Johnson was the Policy Advisor of the OSCE from November 2007 to September 2015 in Vienna. Then he moved to Open Society Foundations in Washington, D.C. in the position of Senior Policy Advisor for Europe and Eurasia. He is also a former Obama Administration appointee at the Department of Defense, serving as Special Advisor for Russia/Ukraine External Affairs in the Office of the Under Secretary of Defense (Policy) from October 2015 to January 2017. He was among the founders of the Transatlantic Democracy Platform aimed at countering erosion of democratic institutions in Central Europe and related security implications for the NATO. Part of his mission was International Elections Observations in Azerbaijan in 2010, Albania in 2009 and 2013, the 2011 Constituent Assembly election in Tunisia, Turkey in 2015 and Ukraine in 2010 and 2015

He was a Congressional Black Caucus Foundation fellow in the office of U.S. Representative Alcee L. Hastings and a consultant for local government initiatives in Portland, Oregon.
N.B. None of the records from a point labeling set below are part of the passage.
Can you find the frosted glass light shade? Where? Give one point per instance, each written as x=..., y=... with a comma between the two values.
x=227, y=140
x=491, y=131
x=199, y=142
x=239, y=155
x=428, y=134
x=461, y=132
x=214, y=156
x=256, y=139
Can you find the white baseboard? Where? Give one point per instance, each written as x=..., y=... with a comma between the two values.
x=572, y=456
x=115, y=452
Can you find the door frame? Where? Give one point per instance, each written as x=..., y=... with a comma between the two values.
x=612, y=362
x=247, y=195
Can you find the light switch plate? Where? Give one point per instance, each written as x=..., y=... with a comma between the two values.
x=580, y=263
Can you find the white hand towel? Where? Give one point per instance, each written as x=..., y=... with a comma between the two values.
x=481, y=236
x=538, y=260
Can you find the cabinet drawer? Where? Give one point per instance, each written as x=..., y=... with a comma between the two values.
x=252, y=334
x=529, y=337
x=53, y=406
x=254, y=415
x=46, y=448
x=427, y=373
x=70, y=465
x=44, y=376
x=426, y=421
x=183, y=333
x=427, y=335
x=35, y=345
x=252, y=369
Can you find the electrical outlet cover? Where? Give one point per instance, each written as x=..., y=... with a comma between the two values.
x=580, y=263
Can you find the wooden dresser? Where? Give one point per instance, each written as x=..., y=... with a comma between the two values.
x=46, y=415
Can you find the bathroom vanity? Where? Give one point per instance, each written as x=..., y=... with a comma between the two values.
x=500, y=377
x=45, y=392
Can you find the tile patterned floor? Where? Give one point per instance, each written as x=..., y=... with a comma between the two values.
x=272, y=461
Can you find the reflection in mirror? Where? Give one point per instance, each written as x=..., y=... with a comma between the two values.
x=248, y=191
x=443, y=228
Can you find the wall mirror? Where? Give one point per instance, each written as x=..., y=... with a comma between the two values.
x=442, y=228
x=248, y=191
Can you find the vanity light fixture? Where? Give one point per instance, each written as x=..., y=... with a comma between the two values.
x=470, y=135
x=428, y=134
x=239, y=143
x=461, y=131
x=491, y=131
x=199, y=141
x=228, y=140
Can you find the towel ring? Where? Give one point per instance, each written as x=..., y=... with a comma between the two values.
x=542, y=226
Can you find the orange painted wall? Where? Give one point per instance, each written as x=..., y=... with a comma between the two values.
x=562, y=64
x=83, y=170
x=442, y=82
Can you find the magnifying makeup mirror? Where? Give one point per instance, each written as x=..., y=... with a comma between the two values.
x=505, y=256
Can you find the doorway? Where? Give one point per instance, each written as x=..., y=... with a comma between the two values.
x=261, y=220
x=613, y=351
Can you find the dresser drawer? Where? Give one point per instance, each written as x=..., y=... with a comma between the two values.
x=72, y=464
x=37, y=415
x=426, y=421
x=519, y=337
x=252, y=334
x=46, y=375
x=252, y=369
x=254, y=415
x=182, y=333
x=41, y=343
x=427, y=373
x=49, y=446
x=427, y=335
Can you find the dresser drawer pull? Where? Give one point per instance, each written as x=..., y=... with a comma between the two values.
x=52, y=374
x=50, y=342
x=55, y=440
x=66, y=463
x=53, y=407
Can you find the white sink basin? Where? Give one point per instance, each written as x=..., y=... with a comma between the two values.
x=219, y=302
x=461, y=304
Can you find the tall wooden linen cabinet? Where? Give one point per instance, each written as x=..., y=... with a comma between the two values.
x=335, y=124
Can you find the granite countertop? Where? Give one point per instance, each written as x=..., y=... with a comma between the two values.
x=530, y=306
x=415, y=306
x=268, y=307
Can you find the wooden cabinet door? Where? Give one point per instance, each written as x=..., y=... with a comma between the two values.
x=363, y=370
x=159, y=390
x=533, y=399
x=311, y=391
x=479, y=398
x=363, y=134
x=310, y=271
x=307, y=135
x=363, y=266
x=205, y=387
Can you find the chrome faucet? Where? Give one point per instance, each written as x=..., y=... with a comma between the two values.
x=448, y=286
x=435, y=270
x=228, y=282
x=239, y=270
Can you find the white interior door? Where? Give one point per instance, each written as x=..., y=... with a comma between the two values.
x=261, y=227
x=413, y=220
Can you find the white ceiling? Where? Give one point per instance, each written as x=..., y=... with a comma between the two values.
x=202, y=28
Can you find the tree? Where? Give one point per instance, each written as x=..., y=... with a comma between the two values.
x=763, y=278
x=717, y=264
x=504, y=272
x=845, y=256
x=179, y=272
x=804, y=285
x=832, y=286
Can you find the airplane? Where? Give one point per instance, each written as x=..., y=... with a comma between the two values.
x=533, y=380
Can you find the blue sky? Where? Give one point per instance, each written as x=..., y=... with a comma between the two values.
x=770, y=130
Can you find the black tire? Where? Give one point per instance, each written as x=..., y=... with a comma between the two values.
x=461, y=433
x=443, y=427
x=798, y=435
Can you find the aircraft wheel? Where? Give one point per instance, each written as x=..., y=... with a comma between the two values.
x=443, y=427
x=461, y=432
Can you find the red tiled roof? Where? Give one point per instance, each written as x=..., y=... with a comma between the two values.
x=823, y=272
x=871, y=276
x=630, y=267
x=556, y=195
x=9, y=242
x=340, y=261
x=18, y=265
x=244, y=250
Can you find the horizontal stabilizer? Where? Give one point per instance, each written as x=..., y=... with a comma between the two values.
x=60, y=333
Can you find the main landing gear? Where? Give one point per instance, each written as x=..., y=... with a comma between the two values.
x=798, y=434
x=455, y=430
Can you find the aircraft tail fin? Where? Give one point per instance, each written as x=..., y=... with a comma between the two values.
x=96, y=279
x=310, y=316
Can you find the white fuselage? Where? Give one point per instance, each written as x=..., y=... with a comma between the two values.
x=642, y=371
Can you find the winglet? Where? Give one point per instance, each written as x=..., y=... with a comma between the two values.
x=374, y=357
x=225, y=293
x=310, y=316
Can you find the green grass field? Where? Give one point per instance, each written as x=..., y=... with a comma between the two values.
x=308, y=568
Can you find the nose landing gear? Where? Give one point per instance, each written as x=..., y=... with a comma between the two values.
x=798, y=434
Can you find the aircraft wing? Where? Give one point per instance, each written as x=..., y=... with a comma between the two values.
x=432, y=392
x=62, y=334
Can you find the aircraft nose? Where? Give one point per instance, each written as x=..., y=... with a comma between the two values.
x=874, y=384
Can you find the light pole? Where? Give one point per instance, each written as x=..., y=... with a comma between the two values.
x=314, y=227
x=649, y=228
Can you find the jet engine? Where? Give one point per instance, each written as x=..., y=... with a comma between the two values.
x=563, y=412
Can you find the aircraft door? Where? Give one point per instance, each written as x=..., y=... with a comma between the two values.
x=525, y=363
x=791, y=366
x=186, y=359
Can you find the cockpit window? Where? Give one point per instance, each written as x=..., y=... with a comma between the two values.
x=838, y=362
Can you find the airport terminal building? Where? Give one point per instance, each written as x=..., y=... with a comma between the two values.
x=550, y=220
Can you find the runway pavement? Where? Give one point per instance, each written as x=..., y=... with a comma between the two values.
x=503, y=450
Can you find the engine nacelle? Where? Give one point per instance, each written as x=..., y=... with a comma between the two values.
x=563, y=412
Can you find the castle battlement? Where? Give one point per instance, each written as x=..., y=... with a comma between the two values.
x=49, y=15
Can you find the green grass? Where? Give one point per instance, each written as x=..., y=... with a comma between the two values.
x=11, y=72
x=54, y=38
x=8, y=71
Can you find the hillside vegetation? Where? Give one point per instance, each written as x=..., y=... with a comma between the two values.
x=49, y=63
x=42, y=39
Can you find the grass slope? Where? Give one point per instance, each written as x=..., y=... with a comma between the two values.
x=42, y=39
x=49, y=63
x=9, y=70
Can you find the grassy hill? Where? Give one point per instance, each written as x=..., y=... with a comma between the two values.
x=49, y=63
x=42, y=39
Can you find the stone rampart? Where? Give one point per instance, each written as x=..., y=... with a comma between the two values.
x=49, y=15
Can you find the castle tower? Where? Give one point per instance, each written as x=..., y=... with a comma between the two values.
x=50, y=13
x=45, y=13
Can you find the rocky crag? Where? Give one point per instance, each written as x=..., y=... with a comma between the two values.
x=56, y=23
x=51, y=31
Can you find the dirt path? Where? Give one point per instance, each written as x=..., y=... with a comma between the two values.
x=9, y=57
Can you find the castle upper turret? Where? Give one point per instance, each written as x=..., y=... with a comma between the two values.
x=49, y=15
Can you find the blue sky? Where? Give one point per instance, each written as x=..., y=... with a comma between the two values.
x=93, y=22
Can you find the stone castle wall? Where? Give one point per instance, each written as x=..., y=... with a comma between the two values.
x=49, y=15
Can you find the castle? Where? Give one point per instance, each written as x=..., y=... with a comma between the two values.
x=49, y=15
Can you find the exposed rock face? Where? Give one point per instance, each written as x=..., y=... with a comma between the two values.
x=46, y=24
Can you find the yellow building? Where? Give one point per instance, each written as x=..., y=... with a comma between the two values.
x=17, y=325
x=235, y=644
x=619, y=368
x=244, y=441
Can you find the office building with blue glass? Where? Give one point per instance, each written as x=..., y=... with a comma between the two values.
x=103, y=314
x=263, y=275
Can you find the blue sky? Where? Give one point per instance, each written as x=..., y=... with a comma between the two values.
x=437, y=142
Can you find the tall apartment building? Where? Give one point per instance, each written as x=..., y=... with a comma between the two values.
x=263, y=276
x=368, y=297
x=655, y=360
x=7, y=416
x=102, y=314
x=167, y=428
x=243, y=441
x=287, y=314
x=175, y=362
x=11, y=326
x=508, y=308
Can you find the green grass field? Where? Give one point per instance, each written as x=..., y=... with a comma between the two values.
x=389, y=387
In January 2021, Johnson returned to the Open Society Foundations taking a role in their Eurasia Program.

== Honors ==

For his accomplishments and work, he was nominated in 2019 an Aspen Ideas Festival fellow. During the celebrations of Juneteenth in 2020, Alex T. Johnson was among the Black National Security and Foreign Policy community celebrated in the Diversity in National Security Network's Black Voices campaign by Senior Brookings Fellow Amanda Sloat and Amb. Barbara A. Leaf. He is a Term Member at the Council on Foreign Relations.